Principal investigator: Marcelo Kogan
Associated researchers: Soledad Bollo, Andronikos Neira, Felipe Oyarzun, Javier Morales
National partners: Eyleen Araya, Natalia Hassan
International collaborators: E Giralt (Institute of Biomedical Research Barcelona, Spain), F Albericio (University of Barcelona, Spain), J Samitier (Institute of Bioengineering of Catalonia, IBEC, Barcelona), GA Rivas, (University of Cordova, Argentina), LJ Cruz (University of Leiden, The Netherlands).

This line of research of nanomedicine has collaborative projects with different lines of research of ACCDiS. For continuity plan, We focus our research in nanomedicine and chemical and pharmaceutical sciences the following topics: Improvement of administration and stability of medicaments for the treatment of cardiovascular diseases and cancer. The formulation of drugs is important for the development of successful therapies. In this context, selective management is important to reduce the side effects and the premature release of the drug in a drug from the formulation should be avoided. In this sense, the therapeutic effectiveness should be improved achieving controlled spatial and temporal release of therapeutic payload via the use of systems of administration of drugs that respond to external stimuli. On the other hand, formulations can improve the pharmaceutical properties of a drug, as the average life and the solubility. With this in mind, We propose the following hypothesis: “The use of nanovehicles improves the delivery of anti-tumor drugs and angiotensin-(1-9)”.

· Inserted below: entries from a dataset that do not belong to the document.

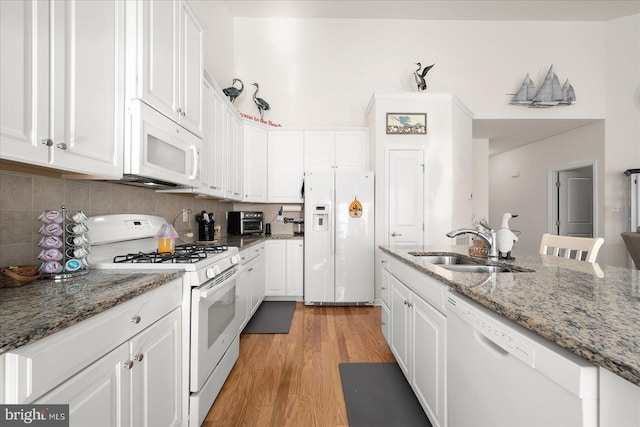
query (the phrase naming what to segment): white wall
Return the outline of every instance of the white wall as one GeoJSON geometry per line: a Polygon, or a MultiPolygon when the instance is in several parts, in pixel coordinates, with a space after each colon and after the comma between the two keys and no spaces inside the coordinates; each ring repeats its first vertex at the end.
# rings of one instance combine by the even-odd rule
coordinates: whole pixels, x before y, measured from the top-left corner
{"type": "MultiPolygon", "coordinates": [[[[415,92],[414,63],[436,63],[428,91],[455,93],[476,118],[603,118],[605,24],[369,19],[234,20],[235,72],[260,83],[265,119],[286,126],[362,126],[371,94],[415,92]],[[578,103],[508,104],[527,73],[553,64],[578,103]]],[[[257,115],[251,94],[236,103],[257,115]]]]}
{"type": "Polygon", "coordinates": [[[604,260],[626,265],[620,233],[629,231],[629,183],[623,172],[640,167],[640,14],[607,24],[606,63],[604,260]]]}
{"type": "MultiPolygon", "coordinates": [[[[472,190],[473,203],[471,222],[489,219],[489,140],[474,139],[472,142],[472,190]]],[[[499,218],[494,218],[497,221],[499,218]]],[[[494,222],[495,222],[494,221],[494,222]]],[[[463,226],[465,224],[460,224],[463,226]]],[[[471,224],[468,224],[471,225],[471,224]]]]}
{"type": "MultiPolygon", "coordinates": [[[[509,222],[522,234],[517,249],[536,253],[542,234],[548,232],[548,172],[562,165],[596,162],[598,234],[604,225],[605,124],[599,121],[489,159],[489,217],[494,228],[502,214],[518,214],[509,222]],[[511,177],[512,172],[520,176],[511,177]]],[[[607,243],[605,242],[605,247],[607,243]]],[[[600,255],[598,261],[604,263],[600,255]]]]}
{"type": "Polygon", "coordinates": [[[233,80],[233,17],[224,1],[190,0],[207,29],[204,36],[204,69],[225,88],[233,80]]]}

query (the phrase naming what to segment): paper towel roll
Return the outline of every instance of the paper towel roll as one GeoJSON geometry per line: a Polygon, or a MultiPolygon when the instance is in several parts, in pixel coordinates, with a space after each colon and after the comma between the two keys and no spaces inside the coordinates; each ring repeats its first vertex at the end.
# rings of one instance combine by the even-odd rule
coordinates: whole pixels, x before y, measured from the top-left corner
{"type": "Polygon", "coordinates": [[[282,205],[282,212],[300,212],[302,206],[300,205],[282,205]]]}

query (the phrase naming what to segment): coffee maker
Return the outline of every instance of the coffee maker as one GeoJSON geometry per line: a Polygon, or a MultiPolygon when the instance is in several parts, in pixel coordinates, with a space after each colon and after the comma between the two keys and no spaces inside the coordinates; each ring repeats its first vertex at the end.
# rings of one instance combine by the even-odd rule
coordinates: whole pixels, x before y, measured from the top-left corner
{"type": "Polygon", "coordinates": [[[213,213],[202,211],[196,214],[196,222],[198,223],[198,240],[201,242],[211,242],[215,239],[214,227],[216,222],[213,220],[213,213]]]}

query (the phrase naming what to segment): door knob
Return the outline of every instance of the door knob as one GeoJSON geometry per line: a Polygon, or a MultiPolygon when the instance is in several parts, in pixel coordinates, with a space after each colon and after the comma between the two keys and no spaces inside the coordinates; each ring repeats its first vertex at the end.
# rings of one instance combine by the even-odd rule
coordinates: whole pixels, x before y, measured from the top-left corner
{"type": "Polygon", "coordinates": [[[59,148],[61,150],[66,150],[67,144],[65,144],[64,142],[61,142],[60,144],[56,144],[56,148],[59,148]]]}
{"type": "Polygon", "coordinates": [[[53,141],[50,139],[43,139],[42,142],[44,145],[46,145],[47,147],[51,147],[53,145],[53,141]]]}
{"type": "Polygon", "coordinates": [[[400,233],[396,233],[395,231],[391,233],[391,237],[402,236],[400,233]]]}

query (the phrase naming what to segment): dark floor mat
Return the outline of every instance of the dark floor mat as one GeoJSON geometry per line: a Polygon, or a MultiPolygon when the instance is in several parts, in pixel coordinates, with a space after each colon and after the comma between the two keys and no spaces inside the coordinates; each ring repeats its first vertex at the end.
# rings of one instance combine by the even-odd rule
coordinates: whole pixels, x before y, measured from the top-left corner
{"type": "Polygon", "coordinates": [[[431,427],[397,363],[340,363],[349,427],[431,427]]]}
{"type": "Polygon", "coordinates": [[[295,301],[263,301],[242,333],[288,334],[295,309],[295,301]]]}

Our specific objectives are:

  1. Improve the management of anti-tumor drugs and angiotensin-(1-9).
  2. Using exosomes to target organs and tumors specific drugs.
  3. Combine nanostructures with molecules targeting the heart tissue to a selective supply of drugs.
  4. Detect biomarkers ultra-sensitive and specifically linked to cancer or cardiovascular diseases.